May’s naivete startles. Garreau, after listening to the story via the Internet, called May “a rank amateur.” May evinced surprise that he was promptly prohibited from taping either in the mall or in the parking lot. This “calls into question whether he has ever shopped in a mall before.”

That’s NPR for you. In fact, the reporter’s experience shows the way most malls would respond to teen behavior problems.

“Trust me, that is very typical,” Garreau said. “You want to find out how good security is in a mall, just take out a camera and start taking pictures and count the minutes until a security guard tells you to stop.”

As a result, mall operators would “never dream” of banning an entire class of customers. “More likely they would establish who are the bad actors, then ban them.”

NONETHELESS, AT THE LEVEL OF PUBLIC DISCOURSE, discomfort with teens hanging out in malls deserves some scrutiny. The idea has been discussed in town and city councils, and has been addressed in newspaper editorials.

Steve Spinetto is an architect, an urbanist, and a Boston city commissioner for handicapped access. If you’ve ridden Boston’s water taxis, you’ve seen some of his work, the floating, adjustable gangways that make it possible for people in wheelchairs to board the boats.

Spinetto, a city boy who grew up in Cambridge, immediately remarked on the differences between malls and real public spaces. “The mall, to kids in suburban towns — that’s their Harvard Square.” And he acknowledged problems. At the Cambridgeside Galleria, “They’ve even had shootings there.”

That said, “Personally I find it [a teen ban] a violation of civil rights. And I think the mayor feels that way. Kids have to have some place to go some time. You can handle it with increased patrols.”

But malls are private property, right? The owners can enforce whatever behavior they want.

For Spinetto, that’s the crux of the problem. Suburban towns in particular, he said, have given over their urban planning to developers, as a result giving away “some of the most important parts of our democracy, handing over what you can say and do.”

But he noted as well that, for suburban kids, “there’s nowhere else to go.”

Spinetto said that youth-oriented organizations like the YMCA and the Boys and Girls Clubs “are not even speaking to what the kids need. These kids are living literally in another century. For my son, pool’s fun, but he won’t even go near a ping-pong table. He plays all kinds of video games. I found him the other day playing a game on the computer and talking at the same time with a kid in Italy” — this via a free Internet phone service.

He said youth organizations ought to get grants for the installations of “giant video screens so the kids can compete with each other” in the media they like.

INTERESTINGLY, THAT POINTS RIGHT BACK TO MALLS. Malls have lots of money. Youth clubs don’t. Wherever different demographics mix, there is possibility for clashes, as Joel Garreau pointed out. The malls handle those potential clashes by putting youth-oriented features on one level and “the things the blue-hairs like” on another.

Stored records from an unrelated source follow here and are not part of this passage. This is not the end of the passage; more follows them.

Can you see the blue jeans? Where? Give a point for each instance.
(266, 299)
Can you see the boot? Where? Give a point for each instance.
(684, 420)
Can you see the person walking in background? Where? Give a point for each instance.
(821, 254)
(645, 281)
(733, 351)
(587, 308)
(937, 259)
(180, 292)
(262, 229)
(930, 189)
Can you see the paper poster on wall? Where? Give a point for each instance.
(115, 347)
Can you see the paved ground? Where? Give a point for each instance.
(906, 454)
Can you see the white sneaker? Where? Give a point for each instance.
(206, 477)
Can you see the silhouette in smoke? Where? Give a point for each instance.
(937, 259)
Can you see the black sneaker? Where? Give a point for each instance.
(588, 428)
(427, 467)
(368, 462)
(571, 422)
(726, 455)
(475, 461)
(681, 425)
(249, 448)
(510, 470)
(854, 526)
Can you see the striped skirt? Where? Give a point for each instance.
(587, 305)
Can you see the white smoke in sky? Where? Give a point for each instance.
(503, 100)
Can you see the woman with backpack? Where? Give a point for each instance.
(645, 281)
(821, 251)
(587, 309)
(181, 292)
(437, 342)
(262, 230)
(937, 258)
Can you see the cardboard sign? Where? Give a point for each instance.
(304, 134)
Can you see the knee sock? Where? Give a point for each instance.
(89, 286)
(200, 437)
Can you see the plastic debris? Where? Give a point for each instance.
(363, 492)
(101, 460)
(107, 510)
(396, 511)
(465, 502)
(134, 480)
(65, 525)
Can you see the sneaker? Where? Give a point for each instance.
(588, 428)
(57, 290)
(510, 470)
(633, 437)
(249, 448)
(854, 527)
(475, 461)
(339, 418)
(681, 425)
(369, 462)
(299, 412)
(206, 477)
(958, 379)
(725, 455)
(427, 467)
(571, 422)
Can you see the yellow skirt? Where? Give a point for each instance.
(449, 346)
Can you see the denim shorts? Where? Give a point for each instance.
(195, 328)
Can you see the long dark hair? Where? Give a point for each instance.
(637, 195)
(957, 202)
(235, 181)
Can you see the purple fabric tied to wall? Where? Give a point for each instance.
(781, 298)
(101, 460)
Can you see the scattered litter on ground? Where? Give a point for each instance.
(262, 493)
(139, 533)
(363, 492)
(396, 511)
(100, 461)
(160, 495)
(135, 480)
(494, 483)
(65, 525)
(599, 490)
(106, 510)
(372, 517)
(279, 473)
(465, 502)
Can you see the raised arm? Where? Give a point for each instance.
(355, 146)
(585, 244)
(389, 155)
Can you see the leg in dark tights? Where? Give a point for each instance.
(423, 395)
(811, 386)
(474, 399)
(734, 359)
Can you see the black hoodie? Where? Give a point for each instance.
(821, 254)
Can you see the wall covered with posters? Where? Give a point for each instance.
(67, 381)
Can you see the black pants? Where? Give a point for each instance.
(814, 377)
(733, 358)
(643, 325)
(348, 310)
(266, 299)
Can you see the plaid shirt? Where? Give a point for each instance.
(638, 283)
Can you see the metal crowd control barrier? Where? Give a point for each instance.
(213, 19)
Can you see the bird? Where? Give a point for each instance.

Further market-specific targeting could create just the kind of play environment Spinetto envisions — and sell things, to boot. What worked would be kept, what didn’t could be discarded.

“Trust me, these guys are very sophisticated,” said Garreau of mall operators. “They know to the penny that a typical teen brings, say $27.50 to the mall on a Saturday night, and that he spends it all — every penny.”